Facebook to allow claims COVID-19 was man-made despite renewed disinformation crackdown

Individuals who repeatedly share misinformation will have all their posts deprioritised.
Individuals who repeatedly share misinformation will have all their posts deprioritised Photo credit: Getty Images

Facebook will no longer remove posts claiming COVID-19 was man-made, the company has told US website Politico.

It comes on the same day US President Joe Biden ordered an intelligence report on the virus origins to be delivered within 90 days.

"In light of ongoing investigations into the origin of COVID-19 and in consultation with public health experts, we will no longer remove the claim that COVID-19 is man-made from our apps," Facebook told Politico.

"We're continuing to work with health experts to keep pace with the evolving nature of the pandemic and regularly update our policies as new facts and trends emerge."

Meanwhile the company has announced it will now penalise individuals more as it attempts to combat the spreading of disinformation online.

Facebook started its fact checking programme in 2016 and is now expanding the penalties to individual accounts, it said in a blog post, but has largely penalised Pages and Groups for spreading misinformation, rather than individuals.

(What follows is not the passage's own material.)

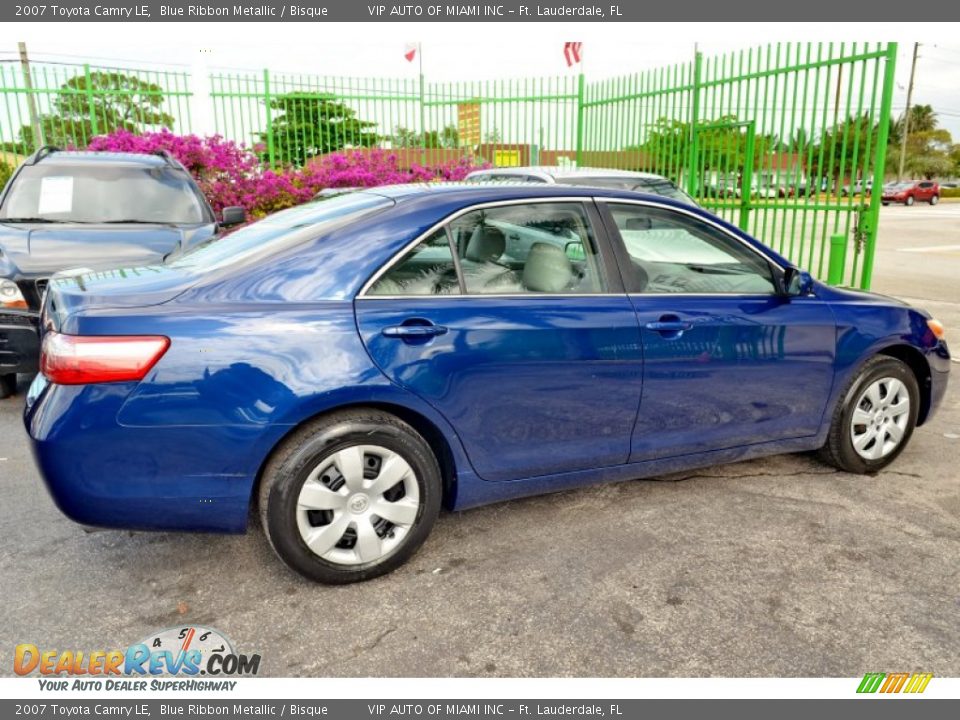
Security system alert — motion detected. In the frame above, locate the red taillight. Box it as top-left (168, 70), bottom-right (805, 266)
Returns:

"Starting today, we will reduce the distribution of all posts in News Feed from an individual's Facebook account if they repeatedly share content that has been rated [as debunked] by one of our fact-checking partners," it wrote.

Previously individual posts would be down-ranked rather than every post from a user.

A study published earlier this year found that right wing fake news engaged Facebook users better than any other sort of fake news, or real news.

An example of Facebook's warning pop-up.
Photo credit: Supplied

Pages which repeatedly share false claims will also be flagged by the new systems.

If users go to a page that has repeatedly shared false information, a pop up will be displayed indicating that, with users able to find out more information about the fact checking programme. 

"This will help people make an informed decision about whether they want to follow the Page," the company wrote.